Una banda – non musicale - di teen-ager: vogliamo battere le paranze di Saviano? Fare musica non è la stessa cosa che sparare, ma si vede che la ‘ndrangheta nel suo monopolismo si è data ora agli ottoni.   
Il prefetto di Reggio, che ha già a Ferragosto il record annuale di scioglimenti di consigli comunali per mafia, è lo stesso denunciato da Fuda per danno erariale – forse non era lo stesso del danno presunto, i prefetti cambiano, ma la prefettura è immutabile.

Il pranzo di Pasquale
Bruno De Stefano ha fatto un grosso lavoro, raccogliendo le biografie minuziose, una ventina di fitte pagine l’uno, di 23 boss, di camorra, prevalentemente, mafia, ‘ndrangheta e Sacra Corona Unita, “I boss che hanno cambiato la storia della malavita”. Cambiato no, ma certo non c’è limite al peggio. “Da Raffaele Cutolo a Totò Riina, le storie di tutti i criminali che hanno tenuto sotto scacco l’Italia”, continua il sottotitolo. Questo è vero, da ogni punto di vista, che i criminali hanno tenuto sotto scacco l’Italia.
Di uno di essi, Pasquale Galasso, un ricordo personale ricorre, raccontato in questa rubrica
il 13 dicembre 2015
Sulla spiaggia di Roccella Jonica, in un lido chiamato “Dal naso al cielo”, letterario (è titolo di Pirandello), all’ora di pranzo, su una duna incombente un signore pasteggiava solo, massiccio visto dal basso. Corretto in camicia, scuro di pelle ma non abbronzato. Che a tratti emetteva suoni rauchi forti, duri. Sembrava non guardasse nessuno, ma a ognuna delle sue ejaculazioni un movimento inquieto si produceva a una tavolo in basso, un tavolino non apparecchiato, da bar. Dove quattro donne era come se ne accusassero ricezione: ogni volta si agitavano in conciliabolo, poi l’una o l’altra si alzava, il viso tirato, e scompariva, riappariva, scompariva di nuovo. Poi tornava. A ogni urlo lo stesso sommovimento, come una reazione nervosa. Quattro donne in bikini, nerissime di tintarella, non parenti, chissà perché davano netta questa impressione, non più giovani ma ben tenute, anche se si muovevano lente, e quasi piegate, con la borsa attaccata alla spalla. Di cui non si seppe che pensare, in assenza di spiegazioni dell’imperturbato gestore di “Dal naso al cielo”, o come si chiamava il lido.

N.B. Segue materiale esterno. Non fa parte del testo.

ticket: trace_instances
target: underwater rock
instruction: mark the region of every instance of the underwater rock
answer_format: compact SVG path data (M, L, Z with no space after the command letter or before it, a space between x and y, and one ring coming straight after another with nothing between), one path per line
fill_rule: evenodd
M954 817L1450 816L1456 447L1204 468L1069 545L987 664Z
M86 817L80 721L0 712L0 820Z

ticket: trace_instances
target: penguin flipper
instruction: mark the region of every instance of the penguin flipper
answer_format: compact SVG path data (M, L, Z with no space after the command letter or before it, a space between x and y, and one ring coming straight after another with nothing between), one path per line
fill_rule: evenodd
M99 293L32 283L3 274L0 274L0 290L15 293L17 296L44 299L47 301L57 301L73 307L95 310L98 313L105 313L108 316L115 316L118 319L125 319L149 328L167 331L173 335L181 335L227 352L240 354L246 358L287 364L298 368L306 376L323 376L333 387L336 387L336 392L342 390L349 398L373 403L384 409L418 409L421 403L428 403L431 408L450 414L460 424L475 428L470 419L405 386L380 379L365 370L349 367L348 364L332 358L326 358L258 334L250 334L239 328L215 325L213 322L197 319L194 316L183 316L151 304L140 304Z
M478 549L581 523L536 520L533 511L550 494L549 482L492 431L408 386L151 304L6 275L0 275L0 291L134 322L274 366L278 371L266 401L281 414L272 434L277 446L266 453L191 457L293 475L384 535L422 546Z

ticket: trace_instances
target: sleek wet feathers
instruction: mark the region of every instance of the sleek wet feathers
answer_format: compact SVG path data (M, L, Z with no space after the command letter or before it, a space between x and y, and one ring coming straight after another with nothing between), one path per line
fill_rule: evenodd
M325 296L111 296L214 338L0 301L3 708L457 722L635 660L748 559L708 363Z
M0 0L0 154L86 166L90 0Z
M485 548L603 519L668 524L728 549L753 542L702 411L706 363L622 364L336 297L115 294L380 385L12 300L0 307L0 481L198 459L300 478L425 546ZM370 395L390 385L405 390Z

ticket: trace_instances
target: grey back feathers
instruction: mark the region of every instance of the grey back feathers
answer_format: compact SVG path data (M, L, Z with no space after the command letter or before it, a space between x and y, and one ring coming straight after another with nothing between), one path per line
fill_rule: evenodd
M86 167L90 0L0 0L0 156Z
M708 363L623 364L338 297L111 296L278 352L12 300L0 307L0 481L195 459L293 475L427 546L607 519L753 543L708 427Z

L’uomo, che sembrava conosciuto, poi si rivelerà sui giornali Pasquale Galasso. Le donne dunque le poliziotte di scorta, che lo assistevano durante il pasto. Piegate dalle armi che portavano nei borsoni. Quattro della vicina caserma di un reparto speciale antimafia di Polizia, aperto in un grande edificio nei pressi della spiaggia. Un reparto che serviva anche, evidentemente, ai poliziotti e alle poliziotte per farsi un po’ di mare nel tempo libero. Questo nel 1997, o 1996. Pasquale Galasso si era pentito, ma ancora non si sapeva.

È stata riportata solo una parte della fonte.